Mi sembra di nuotare nell’infinito di terre e di acque che non ho mai conosciuto, quando sto con Ahmed. Mi stravolge i pensieri, mi restituisce serenità, è lui!, è con lui che voglio ricominciare daccapo.
Ne ho tanto bisogno. Ho ventun’anni, e me ne sento incollati addosso ottocento.
Le altre mondane che lavorano con me, ci osservano sospettose: ormai tutte, al Borgo, sanno di noi.
Ma non m’importa di Palermo, non m’importa delle mondane, che m’importa del mondo!, non m’importa più di tutti quegli uomini che conoscono il mio corpo, ogni sera, e ne fanno scempio, perché sono macchine, sono altro, rispetto a me. E a breve non saranno più che polvere, che ricordi macerati di niente.
Quel che penso, ormai, è stretto ad Ahmed. Lo so, che al “pollo” Ahmed non piace manco un po’.
Scusami, forse non conosci il “pollo”. È Giuseppe. No, non stiamo insieme, te l’ho detto, io amo solo Ahmed. Giuseppe, però, pretende di conoscere ogni cunicolo del mio spirito. Del mio, e di quello delle altre ragazze. Comanda i nostri desideri.
Guida le nostre azioni. Sceglie le nostre volontà.
Per Giuseppe io rappresento solo quattrini. Non gl’importa davvero, di me.
Mi ricorda mio marito. Me l’hanno fatto sposare ché avevo quattordici anni. E quando ne avevo manco diciassette, è arrivato davanti a me, con un coltello in mano.
Mi sono salvata per miracolo. Quando mi hanno fatta uscire dall’ospedale, sono dovuta scappare.
Ci siamo divisi.
E sono arrivata qui, a vicolo Santa Rosalia. Dove Giuseppe ha deciso di tutto, di me. E per me. Ma io non sarò più di Giuseppe, non sarò più di Palermo, non sarò più di mio marito.
Basta, è finito tutto. Ed è ricominciato, con Ahmed.
Adesso ti devo lasciare.
Sta arrivando, mangeremo della carne insieme, forse un mezzo pollo!

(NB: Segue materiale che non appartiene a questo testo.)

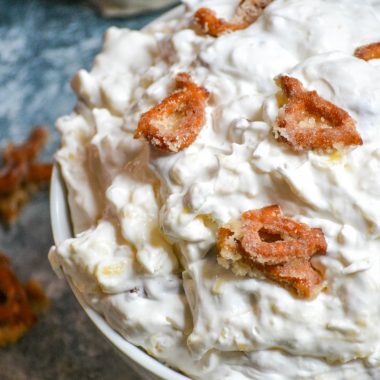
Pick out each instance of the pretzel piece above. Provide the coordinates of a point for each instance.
(175, 123)
(368, 52)
(309, 122)
(246, 13)
(20, 176)
(19, 304)
(265, 243)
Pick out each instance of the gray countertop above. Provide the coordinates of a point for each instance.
(42, 44)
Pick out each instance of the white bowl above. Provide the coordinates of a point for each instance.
(145, 365)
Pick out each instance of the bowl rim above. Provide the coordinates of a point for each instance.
(62, 230)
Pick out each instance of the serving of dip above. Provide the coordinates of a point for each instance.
(146, 221)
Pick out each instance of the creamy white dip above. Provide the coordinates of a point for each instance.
(145, 221)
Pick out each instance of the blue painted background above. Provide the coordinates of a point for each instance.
(42, 44)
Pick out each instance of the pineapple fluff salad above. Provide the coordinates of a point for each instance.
(145, 222)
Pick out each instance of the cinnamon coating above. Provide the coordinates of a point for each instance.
(20, 175)
(247, 13)
(19, 304)
(309, 122)
(175, 123)
(368, 52)
(266, 243)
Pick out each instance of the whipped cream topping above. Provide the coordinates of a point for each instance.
(145, 221)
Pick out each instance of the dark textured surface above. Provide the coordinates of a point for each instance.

No, non lo so quando dirò a Giuseppe che smetto.
Ma lo farò.
Chissà come è lo Yemen. Chissà se Ahmed mi porterà mai. Chissà, laggiù, come si sogna.

Maddalena Lo Biondo, 21 anni, viene uccisa la notte tra il 17 e il 18 gennaio 1965 insieme al marinaio Ahmed Noman in una casupola di vicolo Santa Rosalia, a Palermo, con trentasei coltellate.

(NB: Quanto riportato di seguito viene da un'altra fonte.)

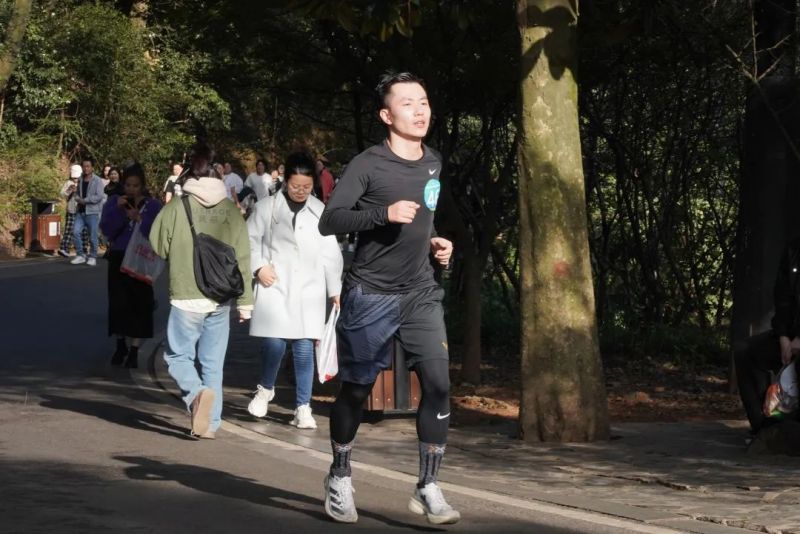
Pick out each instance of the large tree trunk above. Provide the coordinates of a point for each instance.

A essere condannato per il duplice omicidio è Giuseppe Panzica, il protettore di Lo Biondo, che si prostituiva da qualche anno, dopo la fine del suo matrimonio.
Il Panzica era terrorizzato dall’idea che Maddalena potesse abbandonarlo per ricostruirsi una vita con Ahmed: temeva di perdere gli introiti della giovane donna, tra le sue principali fonti di guadagno. Nel 1960, a sedici anni, Lo Biondo era finita in ospedale: il suo ex marito, in preda alla rabbia, aveva tentato di ucciderla massacrandola a colpi di coltello.